Das sind die wichtigsten Änderungen:

– Für Telearbeitsplätze  sind Gefährdungsbeurteilungen bei erstmaliger Einrichtung durchzuführen. Die Beschäftigten sind zu unterweisen. Die Maßnahmen zur Gestaltung von Bildschirmarbeitsplätzen sind anzuwenden.

Klargestellt wurde, das Mobile Arbeiten nicht zur Tele-Arbeit gehören

Gefährdungen müssen beurteilt werden. Die daraus abgeleiteten Maßnahmen müssen an die Mitarbeiter kommuniziert werden. Die Umsetzung muss kontrolliert werden.

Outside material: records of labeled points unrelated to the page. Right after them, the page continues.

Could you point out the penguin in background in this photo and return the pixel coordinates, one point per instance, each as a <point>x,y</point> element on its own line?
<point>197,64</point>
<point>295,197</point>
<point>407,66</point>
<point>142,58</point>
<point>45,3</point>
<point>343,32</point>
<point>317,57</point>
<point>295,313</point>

– Konkretisiert wurde, auf welche psychischen Belastungen im Zusammenhang mit Arbeitsstätten geachtet werden muss: Lärm, Beleuchtung, Raumklima, Platzmangel, ergonomische Mängel. Z. B. muss Schutz gegen übermäßige Sonneneinstrahlung  möglich sein.

– Die Unterweisungen der Beschäftigten wurden konkretisiert. Grundlage sind die Gefährdungsbeurteilungen. Dazu gehören u. a. Unterweisungen zu Gesundheit und Sicherheit im Zusammenhang mit der Arbeitsstätte, der Tätigkeit sowie arbeitsplatz-spezifische Maßnahmen. Die Arbeitgeber müssen weiterhin die Beschäftigten z. B. unterweisen über Brandschutzmaßnahmen, Erste Hilfe, Fluchtwege und Notausgänge. Risikounterweisungen wurden konkretisiert (z. B. für Maßnahmen im Gefahrenfall).

– Arbeitsräume sollen ausreichend Tageslicht und Fenster haben (Ausnahme: bauliche Gegebenheiten) = Sichtverbindung nach außen. Eine Kleiderablage ist zur Verfügung zu stellen (nur wenn keine Umkleideräume zur Verfügung stehen).

Verkehrswege, Fluchtwege und Notausgänge sind ständig frei zu halten. Der Arbeitgeber hat Vorkehrungen zu treffen, dass die Beschäftigten sich bei Gefahr unverzüglich in Sicherheit bringen können. Flucht- und Rettungspläne sind aufzustellen, wenn Lage, Ausdehnung und Art der Benutzung der Arbeitsstätte dies erfordern.

– Klarstellung Nichtraucherschutz (bei Arbeitsstätten mit Publikumsverkehr), es müssen Maßnahmen zum Schutz der Beschäftigten getroffen werden.

– Die Inhalte der Bilschirmarbeitsverordnung (BildscharbV) sind in die Arbeitsstättenverordnung integriert worden.

– Die Arbeitsstättenrichtlinien gelten bis zur Überarbeitung durch den Ausschuss für Arbeitsstätten (längstens jedoch 6 Jahre) weiter fort.